For the environmental externalities

Impact type Output Metric
(Impact Valuation)
Impact Metric Impact Metric Evaluated in 2024 Reference
Positive Greenhouse Gas Emissions Avoided (in tCO2e) (Environmental value lost/ gained) GHG emissions avoidance* GHG avoided from fossil fuel power generation: 9,437.82 tCO2e IRIS, 2021. Greenhouse Gas Emissions Avoided (PI2764). v5.2.
Positive Renewable Energy Generated (in MWh) Energy Generated for Use: Renewable* Renewable energy generated: 20,080.48 MWh/year IRIS, 2021. Energy Generated for Use: Renewable (OI2496). v5.3.

Note: * the output metrics refer to performance metrics included in the IRIS (Impact Reporting & Investment Standards) catalog and accepted as good practice to define output targets to measure social and environmental success.

For the social externalities

Impact type Output Metric
(Impact Valuation)
Impact Metric Impact Metric Evaluated in 2024 Reference
Positive  Other  Cost saving from external power purchasing of customer Maximum cost saved from external power purchasing of customer: 1,827,137.56 USD/year* N/A
Positive  Social Cost of Carbon (USD) (Social cost caused/avoided) Social Cost of Carbon Social cost of carbon reduced through renewable energy generated: 549.16 USD/year ** IRIS, 2021. Social Impact Objectives (OD6247). v5.2.

Note:

* The value is calculated using the electricity tariff used which is 3,109.7 THB/MWh (Electricity tariff for medium-sized business, Metropolitan Electricity Authority, https://www.mea.or.th/profile/109/113) and the average exchange Rates for 2024 which is 34.18 THB/USD (Exchange Rates UK, https://www.exchange-rates.org/exchange-rate-history/usd-thb-2024). The assumptions include energy cost saving equal to cost of the energy provided by official Thai Electricity Authority replaced by self-generated energy stored in the GPSC’s product (Battery).

** The social cost of carbon (SCC) represents the marginal social damage from emitting one metric ton of carbon dioxide-equivalent at a certain point in time (in monetary unit/one excess death). The SCC can be determined by using the mortality cost of carbon (MCC) (in tCO2e emitted/ one excess death). (Bressler, R.D. The mortality cost of carbon.

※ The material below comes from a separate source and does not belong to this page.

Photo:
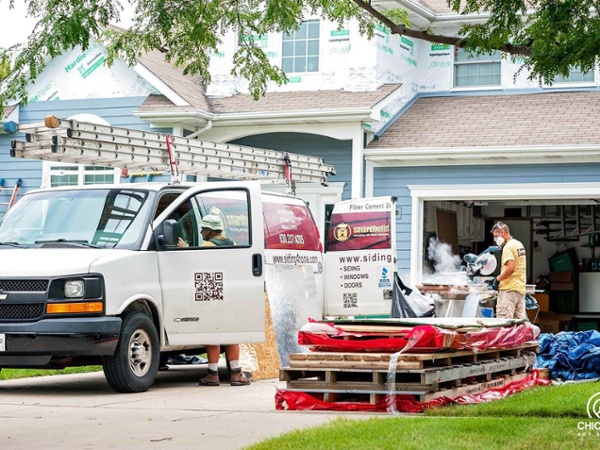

Nat Commun 12, 4467 (2021). https://doi.org/10.1038/s41467-021-24487-w)

Updated as of February 2025

The above content is prepared in accordance with the sustainability reporting standards by the Global Reporting Initiative (GRI Standards), which is validated by external parties and provides a limited level of assurance of reporting information (Limited Assurance).